From the very first day you bring your pet home, before you ever teach him a thing, you prevent problems by managing his behavior. Sometimes this is a quicker fix than training. For example, a dog that isn’t housetrained sleeps in a crate at night. This also keeps him from chewing the pillows when you’re not watching. Meanwhile, you can housetrain the dog and teach him what toys are appropriate to chew.
Because I board dogs in my home, long-term training isn’t always practical. Barking is a good example of a problem that responds to management. I have two horses in the back of my property, and when they decide to run and play, the dogs go nuts. I can yell at them to shut up and as far as the dogs are concerned, I’m just joining the party. If it is first thing in the morning, I feed my hungry ponies, which settles them down and then the dogs have nothing to bark at. That’s management.
How do I stop the barking at other times of the day? I bring the dogs in the house. Some dogs get so exited they throw themselves at the windows, wanting to go back outside. These dogs go in a crate or in the garage for a time-out until the horses settle down. That’s management.
When I call the dogs away from the horses, I reward them with a treat for coming to me. For some, barking is more rewarding than a hot dog, so I have to go get them.
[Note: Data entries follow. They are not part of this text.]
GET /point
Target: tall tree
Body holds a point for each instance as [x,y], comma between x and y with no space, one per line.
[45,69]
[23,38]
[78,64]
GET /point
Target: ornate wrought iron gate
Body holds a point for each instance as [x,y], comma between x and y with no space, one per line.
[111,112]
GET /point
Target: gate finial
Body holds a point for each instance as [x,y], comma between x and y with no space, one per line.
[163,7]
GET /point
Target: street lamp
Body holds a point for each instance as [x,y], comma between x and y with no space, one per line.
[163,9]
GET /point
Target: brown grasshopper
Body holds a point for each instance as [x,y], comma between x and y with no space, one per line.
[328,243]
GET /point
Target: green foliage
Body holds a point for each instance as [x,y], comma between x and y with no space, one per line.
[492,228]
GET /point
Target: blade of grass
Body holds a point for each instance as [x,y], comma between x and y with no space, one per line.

But most quickly learn to turn and come to me when I come out the back door and call them. That’s training.
How do you keep the cat from scratching the couch? Put him in another room. That’s management. Cover the couch with sticky tape. That’s management. Reward him when he claws a scratching post. That’s training.
The training solution
I was amazed when I read in Ms. Pryor’s book that she used a clicker to quiet a kennel full of untrained, barking dogs. I have done a bit of clicker training myself, so I understand the principle, but never dreamed you could use it on a bunch of untrained dogs at once. In less than ten minutes, she was able to quiet over 30 dogs in an animal shelter. Shelters around the United States are now using this method, and believe me, I can hardly wait to try it!
Assuming you understand the proper use of the clicker, I will give a short explanation. She clicks and treats each dog when they stop barking, even for a second. They quickly learn to come to front of the kennel and shut up as soon as they see her coming.
That’s what I would call a miracle!
Reaching the Animal Mind
I highly recommend Karen Pryor’s book. It is entertaining and presents scientific research without sounding like a textbook. She writes about her experiences training an octopus, a hermit crab, and a tropical fish. You’ll be inspired to grab a clicker and a pocketful of treats so you can try her methods on your own pets. She emphasizes that training can be fun for both you and the animal, which enhances learning.
My training goals aren’t so exotic, but she does make her point! Even the most difficult animal can be trained. Training accomplishes a long-term solution to the problem by establishing new, reliable behaviors in an animal. Management keeps you sane in the meantime.